It is no secret, Apple believes in touch interfaces. It is almost as if they were inspired by the computer interfaces shown in the movie Minority Report in 2002. Since the success of their iPhone touch interface Apple has introduced more and more touch devices. They’ve improved gesture techniques and options on their notebook computers and most recently the Magic Trackpad. There are a number of Magic Trackpad Gestures available to help you increase your productivity.
The trackpad of course is believed by Apple to be a viable replacement for the mouse interface. The Magic Trackpad is part of Apple’s long term plan to move users to an operating system that combines the best features and functionalities of iOS and MacOS.
Apple doesn’t seem to be helping their case either. Unlike most Apple products, the installation process for the Magic Trackpad was a bit more complicated. But I must admit that once you have the device installed it is a delight to use. It combines the easy to use trackpad of the Apple Notebooks with a larger surface area that makes it easy to use on the large screen iMacs. As always, the features of the Magic Trackpad is what makes it a great device and what makes it a critical part of the long term Apple strategy.
Magic Trackpad Gestures
The Magic Trackpad’s Gestures are designed to make it easier to interact with files and applications that you’re working with. Depending on your version of MacOS trackpad may support as many as 19 gestures.

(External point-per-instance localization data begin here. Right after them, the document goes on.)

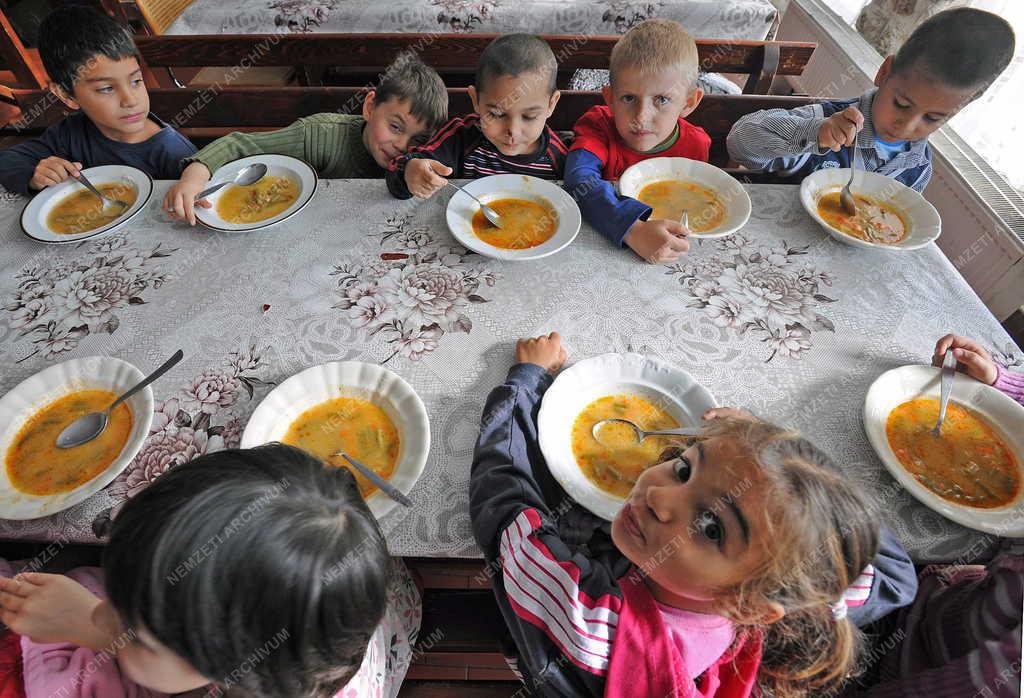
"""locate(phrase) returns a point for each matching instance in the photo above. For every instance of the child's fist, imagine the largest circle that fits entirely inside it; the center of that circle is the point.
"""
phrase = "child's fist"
(424, 177)
(657, 241)
(180, 200)
(971, 357)
(51, 171)
(545, 351)
(841, 129)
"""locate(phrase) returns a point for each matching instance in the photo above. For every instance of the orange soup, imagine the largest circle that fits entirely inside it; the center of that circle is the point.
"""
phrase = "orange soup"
(669, 199)
(875, 222)
(969, 464)
(357, 427)
(36, 466)
(524, 224)
(614, 463)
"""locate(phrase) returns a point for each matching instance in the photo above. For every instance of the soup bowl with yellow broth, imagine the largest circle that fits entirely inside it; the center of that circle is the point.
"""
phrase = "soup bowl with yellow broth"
(40, 479)
(648, 392)
(973, 472)
(70, 213)
(286, 188)
(538, 217)
(361, 408)
(716, 204)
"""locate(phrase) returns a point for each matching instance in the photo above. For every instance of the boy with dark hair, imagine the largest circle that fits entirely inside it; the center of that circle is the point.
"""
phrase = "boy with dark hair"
(947, 62)
(94, 70)
(513, 95)
(410, 102)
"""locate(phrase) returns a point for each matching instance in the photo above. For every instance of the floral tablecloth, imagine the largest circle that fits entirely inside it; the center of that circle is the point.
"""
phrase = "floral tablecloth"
(778, 318)
(710, 18)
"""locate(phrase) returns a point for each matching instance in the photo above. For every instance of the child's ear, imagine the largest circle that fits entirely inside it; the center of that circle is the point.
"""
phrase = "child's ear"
(885, 70)
(694, 97)
(553, 101)
(69, 100)
(369, 102)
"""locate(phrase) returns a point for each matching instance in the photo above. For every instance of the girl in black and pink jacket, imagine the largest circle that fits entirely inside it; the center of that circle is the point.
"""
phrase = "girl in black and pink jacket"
(744, 562)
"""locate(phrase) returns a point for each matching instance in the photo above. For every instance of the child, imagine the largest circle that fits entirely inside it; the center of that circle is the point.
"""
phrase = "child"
(513, 95)
(257, 570)
(947, 62)
(962, 637)
(652, 73)
(410, 102)
(733, 563)
(94, 70)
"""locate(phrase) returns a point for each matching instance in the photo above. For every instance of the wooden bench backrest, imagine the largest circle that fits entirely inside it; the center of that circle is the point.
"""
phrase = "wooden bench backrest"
(205, 114)
(369, 53)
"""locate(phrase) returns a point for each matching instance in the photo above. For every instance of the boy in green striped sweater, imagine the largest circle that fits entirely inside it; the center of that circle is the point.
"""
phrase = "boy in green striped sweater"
(408, 105)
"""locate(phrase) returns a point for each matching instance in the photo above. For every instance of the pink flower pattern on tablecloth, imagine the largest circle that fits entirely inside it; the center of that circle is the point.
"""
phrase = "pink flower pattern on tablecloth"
(59, 305)
(762, 290)
(414, 295)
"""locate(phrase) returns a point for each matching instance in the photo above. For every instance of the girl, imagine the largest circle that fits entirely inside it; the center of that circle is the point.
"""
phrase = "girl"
(732, 564)
(257, 570)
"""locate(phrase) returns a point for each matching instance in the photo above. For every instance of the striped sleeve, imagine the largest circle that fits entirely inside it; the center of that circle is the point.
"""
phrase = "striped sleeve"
(776, 139)
(546, 593)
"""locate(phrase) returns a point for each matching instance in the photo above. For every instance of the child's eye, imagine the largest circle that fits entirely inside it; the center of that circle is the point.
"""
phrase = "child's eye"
(683, 469)
(711, 527)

Below are a number of Track Pad Gestures you can use with Apple’s Magic Trackpad or the Trackpad found on your Macbook Air, Macbook Pro, or other apple trackpad. You can control the settings and make customizations to each of the Magic Trackpad gestures under System Preferences >> Trackpad.
Point & Click Trackpad Gestures
- Point – This gesture is what allows users to navigate around their desktop.
- Click. or Tap to Click – The gesture allows you to select or interact with an object on your screen
- Double Click – Some applications require additional input from the user for interaction. Tapping twice on the Magic Trackpad acts as a double click on the mouse
- Look up & data detectors – This force click with one finger allows you to look up the mean of words or specific data.
- Right Click or Secondary Click – It has been years since Apple only supported 1 button mouse input, but many still believe that “right click” doesn’t exist in the Mac environment. To Right Click on the Magic Trackpad tap the screen with two fingers at once
- Click & Drag – To click and drag a window or object around your desktop, tap and hold the trackpad and slide your finger around the pad to drag it around the screen
- Silent Clicking – enable this feature so that no noise is made when you click on your magic trackpad.
Scroll & Zoom Trackpad Gestures
- Two Finger Scroll – One of my favorite features of Apple’s trackpad. To scroll up and down a browser window, through files in Finder or other areas, touch the trackpad with two fingers and slide them up and down, left and right
- Scroll Direction: Natural – scrolling with two fingers pushes content the way your fingers move.
- Rotate – To rotate an image clockwise or counter-clockwise, simple tap two fingers on the trackpad and twist them like you were hands moving on a clock.
- Zoom in or Out – To zoom into or out from an image or object, touch the fingers to a trackpad and either pinch or spread your fingers in an application that supports the input
- Screen Zoom or Smart Zoom – To zoom into a part of your screen, press control and then slide up or down with two fingers on the trackpad
- Rotate – With two fingers (one at the bottom of the trackpad and the other at the top) rotate your fingers to the left or right to rotate the selected object that direction. Great for photo editing.
- Swipe between pages – Some applications like Safari and iPhoto allow you to quickly jump to the previous page or image. Touch two fingers to the trackpad and swipe left or right. Note: in options you can change this gesture to use three fingers.
- Switch Applications – To switch between open applications, touch four fingers to the trackpad and swipe left or right
- Notification Center – swipe left from the right edge with two fingers
- Mission Control – swipe up with three fingers
- Launchpad – ping with thumb and three fingers
- App Expose – To enable the expose feature of OS X on your Magic Trackpad, touch three fingers to the trackpad and swipe up and down. This may have to be activated on your Mac
The features are a great start for a touch interface interaction with OS X. It will be great to see what other gestures Apple or other developers will be able to come up with for the Magic Trackpad.